At Sea, Dec. 4, 1827. Explanatory Notes, respecting the nature and object of the Institution, and of the principles upon which it is founded; addressed to the friends of human improvement in all Countries, and in all Nations. The Editors and Conductors of all periodical publications, in whatever Language, are requested to assist in the circulation of this Address by giving it insertion in their pages...

THIS institution was founded in the autumn of 1825, in the western district of the state of Tennessee, North America, by Frances Wright.

'The object of the founder was to attempt the practice of certain principles which, in theory, had been frequently practised. She had observed that the step between theory and practice is usually great; that while many could reason, few were prepared to proceed to act; and that mankind must reasonably hesitate to receive as truths theories, however ingenious, if unsupported by experiment. In the individual who should first attempt an experiment opposed to all existing opinions and practice, she believed two moral requisites to be indispensable, mental courage, and, as some writer has defined it, a passion for the improvement of the human race. She felt within herself these necessary qualifications; and, strongly convinced of the truth of the principles which, after mature consideration, her heart and head had embraced, she determined to apply all her energies, and to devote her slender fortune, to the building up of an institution which should have these principles for its base, and whose destinies she fondly hoped might tend to convince mankind of their moral beauty and practical utility. Actuated from her earliest youth by a passionate interest in the welfare of man, she had peculiarly addressed herself to the study of his past and present condition. All her observations tended to corroborate the opinion which her own feelings might possibly, in the first instance, have predisposed her to adopt, that men are virtuous in proportion as they are happy, and happy in proportion as they are free. She saw this truth exemplified in the history of modern as of ancient times. Every where knowledge, mental refinement, and the gentler, as the more ennobling, feelings of humanity have kept pace, in flux or reflux, with the growth or depression of the spirit of freedom.

But while human liberty has engaged the attention of the enlightened, and enlisted the feelings of the generous, of all civilized

nations, may we not inquire if this liberty has been rightly understood? Has it not been with limitations and exceptions, tending to neutralise its effects; with invidious distinctions, tending to foster jealousies, or to inspire injurious ambition? Has it, in short, been pure and entire in principle, universal in the objects it embraces, and equal for all races and classes of men? Liberty without equality, what is it but a chimera? And equality, what is it also but a chimera, unless it extend to all the enjoyments, exertions, and advantages, intellectual and physical, of which our nature is capable?

• One nation, and as yet one nation only, has declared all men "born free and equal," and conquered the political freedom and equality of its citizens, with the lamentable exception, indeed, of its citizens of colour. But is there not a liberty yet more precious than what is termed national, and an equality more precious than what is termed political? Before we are citizens, are we not human beings, and ere/we can exercise equal rights, must we not possess equal advantages, equal means of improvement and of enjoyment?

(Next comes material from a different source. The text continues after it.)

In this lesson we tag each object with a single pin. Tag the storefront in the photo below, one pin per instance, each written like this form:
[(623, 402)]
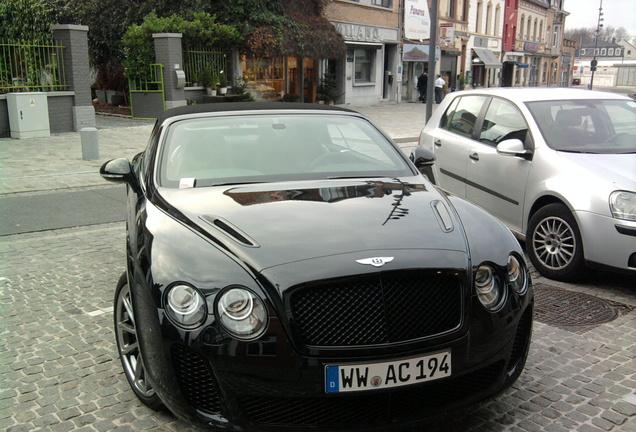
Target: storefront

Political liberty may be said to exist in the United States of America, and (without adverting to the yet unsettled, though we may fondly trust secured republics of America's southern continent,) only there. Moral liberty exists no where.

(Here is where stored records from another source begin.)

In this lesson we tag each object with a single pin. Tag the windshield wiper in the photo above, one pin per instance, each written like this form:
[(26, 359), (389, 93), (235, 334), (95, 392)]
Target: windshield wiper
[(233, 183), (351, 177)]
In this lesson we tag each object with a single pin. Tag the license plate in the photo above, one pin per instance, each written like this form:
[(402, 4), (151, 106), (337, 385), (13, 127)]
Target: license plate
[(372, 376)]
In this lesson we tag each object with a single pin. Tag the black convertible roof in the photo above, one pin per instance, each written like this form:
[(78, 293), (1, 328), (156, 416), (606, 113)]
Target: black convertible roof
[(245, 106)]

By political liberty we may understand the liberty of speech and action, without incurring the violation of authority, or the penalties of law. By moral liberty, may we not understand the free exercise of the liberty of speech and of action, without incurring the intolerance of popular prejudice and ignorant public opinion? To secure the latter where the former liberty exists, what is necessary "but to will it ?" Far truer is the assertion as here applied to moral liberty, than as, heretofore, applied to political liberty. To free ourselves of thrones, aristocracies, and hierarchies, of fleets and armies, and all the arrayed panoply of organised despotism, it is not sufficient to will it. We must fight for it, and fight for it too with all the odds of wealth, and power, and position, against us. But when the field is won, to use it is surely ours; and if the possession of the right of free action inspire not the courage to exercise the right, liberty has done but little for us. It is much to have the fetters broken from our limbs, but yet better is it to have them broken from the mind. It is much to have declared men free and equal, but it shall be more when they are rendered so; when means shall be sought, and found, and employed, to develope all the intellectual and physical powers of all human beings, without regard to sex or condition, class, race, nation, or colour; and when men shall learn to view each other as one great family, with equal claims to enjoyment, and equal capacities for labour and instruction, admitting always the sole differences arising out of the varieties exhibited in individual organization.

Oriental Herald, Vol. 18.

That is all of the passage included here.